Stale Lease Recovery
When an agent tries to claim a task that is in_progress, the system checks the lease:
- If the lease is still valid — the claim is rejected (someone is working on it)
- If the lease has expired — the claim succeeds, the old owner is replaced, and the new agent gets a fresh 30-minute lease
This means no human intervention is needed to recover from agent crashes. The system self-heals.
Idempotency
Idempotency means that doing the same operation multiple times has the same effect as doing it once. This is crucial for reliability.
Why It Matters
Imagine an agent sends hq task complete but the process crashes immediately after — before the agent can record that it already sent the command. When the agent restarts, it does not know whether the command succeeded, so it sends it again.
Without idempotency, the second hq task complete would fail with "task is already completed" or worse, corrupt the state. With idempotency, the second call is silently ignored and returns success — because the system detects that this exact operation was already performed.
How It Works
Every state-changing operation includes an idempotency key — a unique string that identifies the operation. The format is deterministic: {task_id}-{agent_name}-{action}.

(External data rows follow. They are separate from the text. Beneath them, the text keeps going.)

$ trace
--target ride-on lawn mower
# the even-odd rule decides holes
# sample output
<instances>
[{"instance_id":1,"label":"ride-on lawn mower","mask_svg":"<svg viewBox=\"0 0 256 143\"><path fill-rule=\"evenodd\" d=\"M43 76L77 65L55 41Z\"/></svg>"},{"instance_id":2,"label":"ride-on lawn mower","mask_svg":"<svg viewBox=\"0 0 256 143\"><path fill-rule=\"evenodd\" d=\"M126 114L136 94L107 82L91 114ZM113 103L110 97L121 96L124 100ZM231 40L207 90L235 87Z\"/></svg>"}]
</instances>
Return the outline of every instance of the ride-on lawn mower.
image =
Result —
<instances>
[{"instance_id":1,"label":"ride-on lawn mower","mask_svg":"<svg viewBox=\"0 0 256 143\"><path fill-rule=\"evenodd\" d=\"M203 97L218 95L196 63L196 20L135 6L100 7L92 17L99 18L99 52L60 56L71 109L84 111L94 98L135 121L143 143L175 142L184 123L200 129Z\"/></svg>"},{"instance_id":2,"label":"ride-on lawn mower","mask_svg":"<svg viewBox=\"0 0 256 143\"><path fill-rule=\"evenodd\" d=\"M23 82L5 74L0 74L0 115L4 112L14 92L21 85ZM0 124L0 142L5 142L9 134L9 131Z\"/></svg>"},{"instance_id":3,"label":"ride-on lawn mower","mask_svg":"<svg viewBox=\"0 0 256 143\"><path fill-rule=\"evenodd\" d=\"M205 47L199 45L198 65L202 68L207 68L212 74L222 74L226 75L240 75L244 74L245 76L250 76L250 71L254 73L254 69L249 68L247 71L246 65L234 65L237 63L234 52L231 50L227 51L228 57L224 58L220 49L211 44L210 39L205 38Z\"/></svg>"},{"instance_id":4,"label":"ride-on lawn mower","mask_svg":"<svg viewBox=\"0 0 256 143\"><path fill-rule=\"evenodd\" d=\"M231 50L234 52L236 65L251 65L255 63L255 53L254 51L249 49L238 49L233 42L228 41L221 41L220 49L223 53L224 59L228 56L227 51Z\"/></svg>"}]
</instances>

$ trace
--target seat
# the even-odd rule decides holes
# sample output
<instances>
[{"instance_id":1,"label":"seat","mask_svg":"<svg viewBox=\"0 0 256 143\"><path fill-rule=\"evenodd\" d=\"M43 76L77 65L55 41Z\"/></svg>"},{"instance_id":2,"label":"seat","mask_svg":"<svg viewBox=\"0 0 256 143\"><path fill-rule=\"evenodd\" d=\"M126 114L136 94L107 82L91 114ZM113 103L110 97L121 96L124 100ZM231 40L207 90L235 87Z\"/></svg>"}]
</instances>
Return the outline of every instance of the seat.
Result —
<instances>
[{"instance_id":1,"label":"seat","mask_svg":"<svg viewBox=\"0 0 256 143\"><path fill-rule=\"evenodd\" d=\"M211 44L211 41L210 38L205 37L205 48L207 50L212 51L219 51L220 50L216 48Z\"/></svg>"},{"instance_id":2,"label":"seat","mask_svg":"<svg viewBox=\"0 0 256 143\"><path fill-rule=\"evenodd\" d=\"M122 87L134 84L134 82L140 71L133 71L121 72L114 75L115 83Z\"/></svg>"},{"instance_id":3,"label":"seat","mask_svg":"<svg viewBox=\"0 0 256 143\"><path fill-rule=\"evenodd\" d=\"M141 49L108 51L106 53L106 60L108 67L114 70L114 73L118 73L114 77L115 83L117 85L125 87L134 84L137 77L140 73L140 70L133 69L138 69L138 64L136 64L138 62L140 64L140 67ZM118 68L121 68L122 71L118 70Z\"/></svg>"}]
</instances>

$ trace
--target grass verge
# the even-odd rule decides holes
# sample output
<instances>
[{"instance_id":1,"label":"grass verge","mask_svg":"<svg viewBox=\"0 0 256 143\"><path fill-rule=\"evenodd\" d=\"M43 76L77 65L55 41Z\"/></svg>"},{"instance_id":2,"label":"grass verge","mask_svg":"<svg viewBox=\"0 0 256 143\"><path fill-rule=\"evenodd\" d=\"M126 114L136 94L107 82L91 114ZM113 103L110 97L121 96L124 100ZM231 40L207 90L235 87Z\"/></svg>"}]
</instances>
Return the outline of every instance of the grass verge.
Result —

The system stores all seen idempotency keys in a persistent JSON file. Before performing any operation, it checks whether the key already exists. If it does, the operation is skipped and the system returns success.
Protocol Versioning
Every agent must include a --protocol-version flag when performing state-changing operations (claim, complete, fail, inbox send). The system checks that this matches the current protocol version (currently version 2).
Why?
If the protocol changes in a future version (new fields, different behavior), old agents running the previous version could corrupt data by misunderstanding the new format. Protocol version checking prevents this.
When there is a mismatch, the system returns exit code 12 (ExitProtocolMismatch), which tells the agent: "you are running an outdated version, please restart with the new code."
This is a safety net that prevents subtle bugs when upgrading the system while agents are still running.